Gordian II, 238. Sestertius (Orichalcum, 30 mm, 18.91 g, 1 h), Rome, March-April 238. IMP CAES M ANT GORDIANVS AFR AVG Laureate, draped and cuirassed bust of Gordian II to right, seen from behind. Rev. ROMAE AETERNAE / S C Roma seated left on shield, holding Victory in her right hand and scepter in her left. BMC 23. Cohen 9. RIC 5. Very rare. A superb piece, with very attractive earthen highlights and an absolutely wonderful portrait of fine style. Very minor doubling on the reverse, otherwise, about extremely fine.
From an old Viennese collection, formed in the 1950s and 1960s and in 3rd generation family possession since.

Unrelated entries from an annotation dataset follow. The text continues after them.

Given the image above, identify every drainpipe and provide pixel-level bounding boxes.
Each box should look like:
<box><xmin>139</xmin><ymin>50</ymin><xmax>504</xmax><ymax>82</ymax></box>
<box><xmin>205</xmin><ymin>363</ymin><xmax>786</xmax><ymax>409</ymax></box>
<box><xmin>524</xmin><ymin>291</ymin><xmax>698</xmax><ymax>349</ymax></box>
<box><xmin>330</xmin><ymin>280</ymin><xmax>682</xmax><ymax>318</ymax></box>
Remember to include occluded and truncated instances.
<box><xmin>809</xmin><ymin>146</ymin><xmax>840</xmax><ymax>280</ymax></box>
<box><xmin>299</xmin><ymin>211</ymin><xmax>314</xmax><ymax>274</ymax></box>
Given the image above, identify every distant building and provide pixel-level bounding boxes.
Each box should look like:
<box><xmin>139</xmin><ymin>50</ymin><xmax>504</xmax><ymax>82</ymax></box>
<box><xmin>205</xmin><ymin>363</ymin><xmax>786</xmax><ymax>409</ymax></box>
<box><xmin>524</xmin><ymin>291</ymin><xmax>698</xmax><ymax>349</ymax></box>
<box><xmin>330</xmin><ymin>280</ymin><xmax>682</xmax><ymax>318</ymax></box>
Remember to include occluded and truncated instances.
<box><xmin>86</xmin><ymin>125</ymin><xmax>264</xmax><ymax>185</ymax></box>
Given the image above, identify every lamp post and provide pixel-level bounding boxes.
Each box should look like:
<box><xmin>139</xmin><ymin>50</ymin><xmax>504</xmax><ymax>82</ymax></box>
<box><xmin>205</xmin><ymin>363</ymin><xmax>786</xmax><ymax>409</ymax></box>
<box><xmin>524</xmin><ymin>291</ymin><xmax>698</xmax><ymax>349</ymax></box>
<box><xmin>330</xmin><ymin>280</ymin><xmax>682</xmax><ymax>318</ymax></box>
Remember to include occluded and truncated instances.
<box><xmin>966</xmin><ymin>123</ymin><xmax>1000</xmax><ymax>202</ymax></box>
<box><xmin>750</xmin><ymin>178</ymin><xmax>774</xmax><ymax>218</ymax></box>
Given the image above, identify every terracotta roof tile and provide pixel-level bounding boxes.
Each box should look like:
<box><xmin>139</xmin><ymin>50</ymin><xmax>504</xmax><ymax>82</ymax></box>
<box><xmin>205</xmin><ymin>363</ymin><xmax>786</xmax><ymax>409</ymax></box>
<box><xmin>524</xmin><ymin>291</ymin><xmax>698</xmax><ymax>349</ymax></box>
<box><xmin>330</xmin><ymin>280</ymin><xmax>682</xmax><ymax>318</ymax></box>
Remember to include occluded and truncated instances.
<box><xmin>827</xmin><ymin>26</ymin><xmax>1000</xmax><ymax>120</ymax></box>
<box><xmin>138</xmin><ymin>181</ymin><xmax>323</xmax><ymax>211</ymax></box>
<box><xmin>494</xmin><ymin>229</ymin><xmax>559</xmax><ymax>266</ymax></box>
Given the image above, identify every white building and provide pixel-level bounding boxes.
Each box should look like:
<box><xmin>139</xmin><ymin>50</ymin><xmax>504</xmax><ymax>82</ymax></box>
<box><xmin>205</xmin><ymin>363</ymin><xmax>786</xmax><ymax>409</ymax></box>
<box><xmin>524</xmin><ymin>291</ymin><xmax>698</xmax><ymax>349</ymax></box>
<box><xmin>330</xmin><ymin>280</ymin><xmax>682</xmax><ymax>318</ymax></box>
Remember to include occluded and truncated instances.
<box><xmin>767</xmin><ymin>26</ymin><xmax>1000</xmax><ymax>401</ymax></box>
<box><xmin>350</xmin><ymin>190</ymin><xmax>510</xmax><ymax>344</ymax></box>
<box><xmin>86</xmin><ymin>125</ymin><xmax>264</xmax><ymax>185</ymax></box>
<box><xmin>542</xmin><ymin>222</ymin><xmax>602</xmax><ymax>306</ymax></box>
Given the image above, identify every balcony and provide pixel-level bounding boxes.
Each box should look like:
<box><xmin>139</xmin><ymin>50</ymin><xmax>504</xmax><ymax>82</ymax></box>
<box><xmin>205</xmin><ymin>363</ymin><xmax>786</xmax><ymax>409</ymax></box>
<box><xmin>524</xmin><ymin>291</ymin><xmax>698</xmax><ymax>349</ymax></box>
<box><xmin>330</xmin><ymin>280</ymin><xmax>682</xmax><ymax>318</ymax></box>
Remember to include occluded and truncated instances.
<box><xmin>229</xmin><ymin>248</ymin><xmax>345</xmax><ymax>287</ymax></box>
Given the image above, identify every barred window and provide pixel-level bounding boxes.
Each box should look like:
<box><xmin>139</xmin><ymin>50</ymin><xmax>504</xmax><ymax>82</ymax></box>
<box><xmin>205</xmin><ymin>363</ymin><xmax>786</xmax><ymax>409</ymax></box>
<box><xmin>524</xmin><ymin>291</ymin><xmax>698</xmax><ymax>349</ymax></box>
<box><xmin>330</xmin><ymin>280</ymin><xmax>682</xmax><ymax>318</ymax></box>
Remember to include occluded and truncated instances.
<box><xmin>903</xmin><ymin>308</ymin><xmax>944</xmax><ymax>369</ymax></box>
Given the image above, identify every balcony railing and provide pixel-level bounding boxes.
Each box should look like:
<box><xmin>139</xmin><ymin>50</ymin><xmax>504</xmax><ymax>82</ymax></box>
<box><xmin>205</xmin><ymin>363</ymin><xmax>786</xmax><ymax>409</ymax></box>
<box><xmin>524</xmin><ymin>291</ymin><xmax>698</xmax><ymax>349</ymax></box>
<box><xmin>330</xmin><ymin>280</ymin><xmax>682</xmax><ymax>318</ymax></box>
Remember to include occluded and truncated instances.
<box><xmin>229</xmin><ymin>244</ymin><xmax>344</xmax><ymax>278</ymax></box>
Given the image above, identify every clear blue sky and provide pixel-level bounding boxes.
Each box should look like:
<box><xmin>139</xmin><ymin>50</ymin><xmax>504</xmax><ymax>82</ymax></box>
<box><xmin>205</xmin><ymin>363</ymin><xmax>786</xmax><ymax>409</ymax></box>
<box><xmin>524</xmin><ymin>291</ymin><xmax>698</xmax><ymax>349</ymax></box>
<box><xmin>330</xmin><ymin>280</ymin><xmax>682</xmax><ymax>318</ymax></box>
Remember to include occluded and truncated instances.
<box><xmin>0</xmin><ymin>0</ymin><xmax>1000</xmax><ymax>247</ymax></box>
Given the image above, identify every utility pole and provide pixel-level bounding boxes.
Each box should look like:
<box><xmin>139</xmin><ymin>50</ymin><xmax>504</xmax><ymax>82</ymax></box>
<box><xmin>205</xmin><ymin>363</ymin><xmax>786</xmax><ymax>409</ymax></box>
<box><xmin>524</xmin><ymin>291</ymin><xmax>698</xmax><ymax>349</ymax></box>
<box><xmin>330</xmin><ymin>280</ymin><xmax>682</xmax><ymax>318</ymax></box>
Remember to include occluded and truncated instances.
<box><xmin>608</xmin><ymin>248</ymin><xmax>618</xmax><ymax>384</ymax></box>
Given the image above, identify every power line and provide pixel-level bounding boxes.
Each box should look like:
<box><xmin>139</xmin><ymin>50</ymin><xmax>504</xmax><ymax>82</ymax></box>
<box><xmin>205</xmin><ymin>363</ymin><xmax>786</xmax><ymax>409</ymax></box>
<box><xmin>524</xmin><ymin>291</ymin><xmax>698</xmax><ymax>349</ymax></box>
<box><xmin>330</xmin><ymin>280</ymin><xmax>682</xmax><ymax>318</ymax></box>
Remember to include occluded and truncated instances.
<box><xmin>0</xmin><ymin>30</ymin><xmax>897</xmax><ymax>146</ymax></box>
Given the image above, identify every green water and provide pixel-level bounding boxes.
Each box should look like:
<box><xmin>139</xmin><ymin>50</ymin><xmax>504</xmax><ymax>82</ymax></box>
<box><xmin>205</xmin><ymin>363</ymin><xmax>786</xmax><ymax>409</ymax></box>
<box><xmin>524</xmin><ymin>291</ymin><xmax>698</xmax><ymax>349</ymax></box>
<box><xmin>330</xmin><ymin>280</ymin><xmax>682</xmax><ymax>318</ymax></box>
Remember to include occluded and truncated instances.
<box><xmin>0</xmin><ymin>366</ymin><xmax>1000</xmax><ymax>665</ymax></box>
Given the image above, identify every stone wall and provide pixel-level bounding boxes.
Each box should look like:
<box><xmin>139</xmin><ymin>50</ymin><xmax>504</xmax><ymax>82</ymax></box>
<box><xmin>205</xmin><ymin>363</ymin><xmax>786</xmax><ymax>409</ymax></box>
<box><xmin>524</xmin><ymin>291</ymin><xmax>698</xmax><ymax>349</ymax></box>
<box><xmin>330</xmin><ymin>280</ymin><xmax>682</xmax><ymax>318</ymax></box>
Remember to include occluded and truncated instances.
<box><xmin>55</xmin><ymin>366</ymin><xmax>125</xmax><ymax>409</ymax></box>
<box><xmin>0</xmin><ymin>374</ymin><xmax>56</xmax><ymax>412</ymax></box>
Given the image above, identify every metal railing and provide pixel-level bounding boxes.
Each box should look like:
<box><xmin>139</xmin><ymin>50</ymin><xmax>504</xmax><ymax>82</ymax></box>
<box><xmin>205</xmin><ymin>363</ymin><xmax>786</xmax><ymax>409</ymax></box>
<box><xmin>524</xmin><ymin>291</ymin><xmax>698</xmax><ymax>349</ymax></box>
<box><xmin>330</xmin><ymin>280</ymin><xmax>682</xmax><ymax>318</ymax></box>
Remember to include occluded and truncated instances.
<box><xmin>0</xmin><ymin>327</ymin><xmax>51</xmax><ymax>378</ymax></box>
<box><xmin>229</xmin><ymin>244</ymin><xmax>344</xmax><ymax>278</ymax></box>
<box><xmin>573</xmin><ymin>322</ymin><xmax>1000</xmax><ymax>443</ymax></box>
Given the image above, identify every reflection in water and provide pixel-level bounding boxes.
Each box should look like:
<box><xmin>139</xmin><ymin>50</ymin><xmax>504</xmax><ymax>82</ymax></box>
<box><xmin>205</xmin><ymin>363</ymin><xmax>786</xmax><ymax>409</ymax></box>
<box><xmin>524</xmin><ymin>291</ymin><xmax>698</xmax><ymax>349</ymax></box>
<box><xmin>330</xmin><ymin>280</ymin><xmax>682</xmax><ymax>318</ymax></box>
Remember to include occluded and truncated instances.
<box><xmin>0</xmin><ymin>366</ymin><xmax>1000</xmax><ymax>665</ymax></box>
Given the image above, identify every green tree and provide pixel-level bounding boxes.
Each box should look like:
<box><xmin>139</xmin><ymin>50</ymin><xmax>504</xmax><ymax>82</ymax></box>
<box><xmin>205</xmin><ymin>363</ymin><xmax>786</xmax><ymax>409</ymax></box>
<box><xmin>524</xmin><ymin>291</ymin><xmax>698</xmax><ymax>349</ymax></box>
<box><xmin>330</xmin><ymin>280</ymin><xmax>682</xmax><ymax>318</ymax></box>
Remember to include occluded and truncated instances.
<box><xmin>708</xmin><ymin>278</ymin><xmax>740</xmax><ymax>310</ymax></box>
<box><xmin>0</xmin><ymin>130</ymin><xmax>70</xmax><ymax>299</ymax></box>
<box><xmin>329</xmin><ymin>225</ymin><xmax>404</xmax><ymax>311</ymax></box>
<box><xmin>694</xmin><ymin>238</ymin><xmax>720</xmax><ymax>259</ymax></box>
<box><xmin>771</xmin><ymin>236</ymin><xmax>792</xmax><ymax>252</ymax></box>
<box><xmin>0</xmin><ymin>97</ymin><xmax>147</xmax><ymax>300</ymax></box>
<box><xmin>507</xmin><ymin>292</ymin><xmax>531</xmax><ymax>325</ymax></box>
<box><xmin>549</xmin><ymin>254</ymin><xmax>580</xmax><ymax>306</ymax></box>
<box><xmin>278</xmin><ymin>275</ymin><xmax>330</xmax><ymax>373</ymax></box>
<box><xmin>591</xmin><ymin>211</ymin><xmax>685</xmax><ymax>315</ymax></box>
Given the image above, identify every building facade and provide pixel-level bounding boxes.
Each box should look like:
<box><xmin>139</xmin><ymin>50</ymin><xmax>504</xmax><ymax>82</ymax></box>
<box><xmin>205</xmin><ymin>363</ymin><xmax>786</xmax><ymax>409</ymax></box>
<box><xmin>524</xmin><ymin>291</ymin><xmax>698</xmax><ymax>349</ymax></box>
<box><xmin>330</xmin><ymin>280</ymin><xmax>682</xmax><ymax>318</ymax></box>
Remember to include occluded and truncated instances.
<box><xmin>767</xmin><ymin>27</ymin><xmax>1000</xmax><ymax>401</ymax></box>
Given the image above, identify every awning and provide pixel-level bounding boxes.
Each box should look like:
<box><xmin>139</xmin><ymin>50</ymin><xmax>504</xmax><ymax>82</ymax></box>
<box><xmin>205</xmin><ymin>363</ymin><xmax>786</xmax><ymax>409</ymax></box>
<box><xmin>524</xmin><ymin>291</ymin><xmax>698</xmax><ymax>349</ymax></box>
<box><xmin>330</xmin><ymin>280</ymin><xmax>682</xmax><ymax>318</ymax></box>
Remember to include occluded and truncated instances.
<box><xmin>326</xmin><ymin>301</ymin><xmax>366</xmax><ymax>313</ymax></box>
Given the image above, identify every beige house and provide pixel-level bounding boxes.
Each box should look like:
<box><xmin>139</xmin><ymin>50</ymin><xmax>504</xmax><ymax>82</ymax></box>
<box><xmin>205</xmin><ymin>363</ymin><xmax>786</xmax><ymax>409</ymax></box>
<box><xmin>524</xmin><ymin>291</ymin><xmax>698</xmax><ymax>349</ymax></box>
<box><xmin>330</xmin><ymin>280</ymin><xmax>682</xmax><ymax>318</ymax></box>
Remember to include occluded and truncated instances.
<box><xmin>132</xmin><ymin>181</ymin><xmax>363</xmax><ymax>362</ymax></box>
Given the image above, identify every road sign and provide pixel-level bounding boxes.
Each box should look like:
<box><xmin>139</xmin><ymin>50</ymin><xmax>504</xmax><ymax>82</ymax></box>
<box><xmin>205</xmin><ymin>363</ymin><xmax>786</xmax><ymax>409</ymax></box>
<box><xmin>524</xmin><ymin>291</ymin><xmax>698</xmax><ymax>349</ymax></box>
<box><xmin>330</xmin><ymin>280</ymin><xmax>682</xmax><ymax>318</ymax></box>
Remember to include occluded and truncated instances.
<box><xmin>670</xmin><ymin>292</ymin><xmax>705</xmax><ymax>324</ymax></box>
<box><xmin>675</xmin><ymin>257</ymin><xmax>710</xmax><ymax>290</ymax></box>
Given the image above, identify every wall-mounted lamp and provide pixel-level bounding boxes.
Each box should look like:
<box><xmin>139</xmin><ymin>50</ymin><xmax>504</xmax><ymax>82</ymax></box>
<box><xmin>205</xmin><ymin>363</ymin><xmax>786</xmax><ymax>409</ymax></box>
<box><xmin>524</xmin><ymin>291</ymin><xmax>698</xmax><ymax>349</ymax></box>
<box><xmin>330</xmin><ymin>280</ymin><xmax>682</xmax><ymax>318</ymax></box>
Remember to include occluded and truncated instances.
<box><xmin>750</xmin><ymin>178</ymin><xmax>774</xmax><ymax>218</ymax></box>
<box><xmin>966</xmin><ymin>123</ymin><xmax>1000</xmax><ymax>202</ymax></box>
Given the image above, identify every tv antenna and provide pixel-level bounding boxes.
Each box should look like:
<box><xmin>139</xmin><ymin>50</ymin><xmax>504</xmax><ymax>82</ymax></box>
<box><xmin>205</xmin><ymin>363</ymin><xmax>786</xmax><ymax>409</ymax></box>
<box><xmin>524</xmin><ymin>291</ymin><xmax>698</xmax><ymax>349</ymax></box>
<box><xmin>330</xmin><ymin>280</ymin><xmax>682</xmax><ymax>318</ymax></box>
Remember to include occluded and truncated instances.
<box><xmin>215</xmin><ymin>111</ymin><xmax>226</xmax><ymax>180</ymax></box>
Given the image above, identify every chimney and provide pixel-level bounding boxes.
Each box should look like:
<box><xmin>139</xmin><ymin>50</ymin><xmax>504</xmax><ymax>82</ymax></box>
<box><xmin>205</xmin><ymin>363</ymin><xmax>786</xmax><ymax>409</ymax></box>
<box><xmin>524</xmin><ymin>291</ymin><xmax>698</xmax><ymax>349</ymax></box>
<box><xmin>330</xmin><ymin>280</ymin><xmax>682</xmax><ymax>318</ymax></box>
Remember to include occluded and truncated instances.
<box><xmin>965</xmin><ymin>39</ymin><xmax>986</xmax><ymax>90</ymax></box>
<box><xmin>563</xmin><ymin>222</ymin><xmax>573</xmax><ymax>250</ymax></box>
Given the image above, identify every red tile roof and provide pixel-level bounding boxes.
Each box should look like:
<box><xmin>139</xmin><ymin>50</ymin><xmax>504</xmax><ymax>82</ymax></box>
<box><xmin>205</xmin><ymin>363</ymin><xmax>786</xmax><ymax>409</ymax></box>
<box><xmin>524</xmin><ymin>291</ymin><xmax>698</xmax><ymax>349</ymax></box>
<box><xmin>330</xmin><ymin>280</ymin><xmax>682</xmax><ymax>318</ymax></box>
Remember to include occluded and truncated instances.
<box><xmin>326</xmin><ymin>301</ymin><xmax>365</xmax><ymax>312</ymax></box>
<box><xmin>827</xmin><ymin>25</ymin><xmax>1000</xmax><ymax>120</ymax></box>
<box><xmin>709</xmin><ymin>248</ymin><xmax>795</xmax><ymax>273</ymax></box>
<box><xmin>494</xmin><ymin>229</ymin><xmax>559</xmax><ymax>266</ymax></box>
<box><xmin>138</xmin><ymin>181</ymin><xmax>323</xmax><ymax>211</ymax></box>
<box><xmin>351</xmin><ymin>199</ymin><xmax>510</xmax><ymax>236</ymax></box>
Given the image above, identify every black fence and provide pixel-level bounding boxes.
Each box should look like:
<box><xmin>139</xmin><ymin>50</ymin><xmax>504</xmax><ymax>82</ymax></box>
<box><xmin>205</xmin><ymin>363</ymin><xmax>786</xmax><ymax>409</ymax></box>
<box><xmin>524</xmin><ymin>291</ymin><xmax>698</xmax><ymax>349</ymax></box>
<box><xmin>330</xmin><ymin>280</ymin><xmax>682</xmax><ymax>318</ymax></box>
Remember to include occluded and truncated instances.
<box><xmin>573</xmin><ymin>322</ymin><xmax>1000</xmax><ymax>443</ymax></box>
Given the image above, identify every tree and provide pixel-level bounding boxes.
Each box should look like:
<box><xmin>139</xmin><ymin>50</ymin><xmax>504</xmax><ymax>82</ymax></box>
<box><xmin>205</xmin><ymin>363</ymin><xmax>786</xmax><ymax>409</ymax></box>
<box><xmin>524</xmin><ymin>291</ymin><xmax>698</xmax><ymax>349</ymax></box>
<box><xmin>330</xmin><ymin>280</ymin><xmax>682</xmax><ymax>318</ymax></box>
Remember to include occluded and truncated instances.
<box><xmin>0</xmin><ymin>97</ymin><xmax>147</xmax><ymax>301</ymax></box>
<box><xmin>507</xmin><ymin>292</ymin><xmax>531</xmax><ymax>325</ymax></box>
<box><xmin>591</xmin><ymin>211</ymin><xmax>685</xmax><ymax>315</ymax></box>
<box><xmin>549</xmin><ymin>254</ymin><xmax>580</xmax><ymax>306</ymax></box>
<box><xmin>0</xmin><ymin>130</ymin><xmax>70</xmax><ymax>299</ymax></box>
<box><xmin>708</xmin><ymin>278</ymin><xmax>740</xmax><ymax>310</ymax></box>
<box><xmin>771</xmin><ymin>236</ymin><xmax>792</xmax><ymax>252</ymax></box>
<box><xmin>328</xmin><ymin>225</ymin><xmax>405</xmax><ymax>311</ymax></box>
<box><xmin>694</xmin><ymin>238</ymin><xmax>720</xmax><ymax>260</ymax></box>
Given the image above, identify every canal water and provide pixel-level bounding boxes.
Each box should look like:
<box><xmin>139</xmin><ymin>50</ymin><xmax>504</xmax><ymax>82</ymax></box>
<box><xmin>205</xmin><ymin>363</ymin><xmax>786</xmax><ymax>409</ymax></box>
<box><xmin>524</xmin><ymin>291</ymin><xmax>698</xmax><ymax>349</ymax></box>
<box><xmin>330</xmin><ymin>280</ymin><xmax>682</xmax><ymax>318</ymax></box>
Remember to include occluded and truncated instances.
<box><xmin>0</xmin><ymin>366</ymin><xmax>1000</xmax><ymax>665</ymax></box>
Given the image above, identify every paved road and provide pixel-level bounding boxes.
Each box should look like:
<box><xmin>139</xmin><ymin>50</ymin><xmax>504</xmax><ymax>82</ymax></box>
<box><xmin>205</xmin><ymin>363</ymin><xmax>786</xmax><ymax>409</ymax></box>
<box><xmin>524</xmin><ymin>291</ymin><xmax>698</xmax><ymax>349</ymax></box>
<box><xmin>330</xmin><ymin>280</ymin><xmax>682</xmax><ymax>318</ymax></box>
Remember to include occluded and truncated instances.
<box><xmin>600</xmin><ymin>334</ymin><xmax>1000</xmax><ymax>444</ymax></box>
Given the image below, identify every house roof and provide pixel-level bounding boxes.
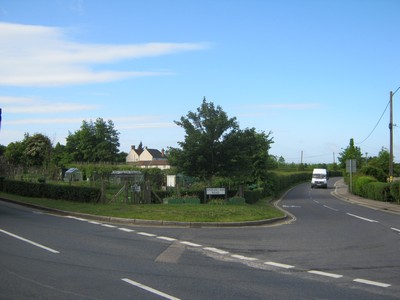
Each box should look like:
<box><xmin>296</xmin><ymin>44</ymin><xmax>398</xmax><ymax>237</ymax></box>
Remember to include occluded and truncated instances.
<box><xmin>146</xmin><ymin>148</ymin><xmax>166</xmax><ymax>159</ymax></box>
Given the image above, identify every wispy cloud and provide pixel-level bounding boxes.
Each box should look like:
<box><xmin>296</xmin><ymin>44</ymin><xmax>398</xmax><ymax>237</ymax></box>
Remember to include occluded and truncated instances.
<box><xmin>0</xmin><ymin>23</ymin><xmax>207</xmax><ymax>86</ymax></box>
<box><xmin>255</xmin><ymin>103</ymin><xmax>321</xmax><ymax>110</ymax></box>
<box><xmin>0</xmin><ymin>97</ymin><xmax>99</xmax><ymax>114</ymax></box>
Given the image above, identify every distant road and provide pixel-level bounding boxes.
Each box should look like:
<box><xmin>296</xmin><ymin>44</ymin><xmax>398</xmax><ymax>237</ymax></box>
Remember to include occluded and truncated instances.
<box><xmin>0</xmin><ymin>182</ymin><xmax>400</xmax><ymax>299</ymax></box>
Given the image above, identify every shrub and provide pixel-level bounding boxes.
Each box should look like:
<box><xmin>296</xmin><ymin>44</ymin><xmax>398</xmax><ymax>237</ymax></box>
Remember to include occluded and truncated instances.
<box><xmin>353</xmin><ymin>176</ymin><xmax>377</xmax><ymax>197</ymax></box>
<box><xmin>3</xmin><ymin>180</ymin><xmax>101</xmax><ymax>202</ymax></box>
<box><xmin>390</xmin><ymin>181</ymin><xmax>400</xmax><ymax>203</ymax></box>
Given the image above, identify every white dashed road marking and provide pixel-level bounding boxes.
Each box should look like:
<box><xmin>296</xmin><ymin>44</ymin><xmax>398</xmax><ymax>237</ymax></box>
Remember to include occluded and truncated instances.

What is especially interesting about the revolt of the Gordiani is the fact that despite the brevity of their rule - they were acknowledged as Augusti in Rome from circa April 1 to 22 - the Rome mint issued a well-designed coinage in their name consisting of very rare but carefully produced aurei, denarii and sestertii. This blends in well with the rarity of Maximinus' last emission in Rome, TR P IIII (struck in silver only after TR P III of the previous year 237 had been issued in denarii, sestertii, dupondii and asses), as it suggests that the revolt of the Gordiani was part of a wider and well-prepared conspiracy that included influential circles in the capital. If this is true, we may assume that the mint of Rome, in anticipation of the regime change, had largely ceased striking coins in the name of Maximinus I in early 238 and instead prepared the drafts and dies for a comprehensive coinage in the name of the Gordiani. When news of the revolt, which occurred in Africa on March 22, 238, reached Rome in early April, the mint immediately started issuing coins for the new Augusti, but their swift and unexpected downfall led to an abrupt end of the emission on April 22, 238, explaining the rarity of their coinage today. Sestertii, in particular, are very hard to find in attractive condition, and the present piece, with its wonderful portrait, is thus a remarkable exception.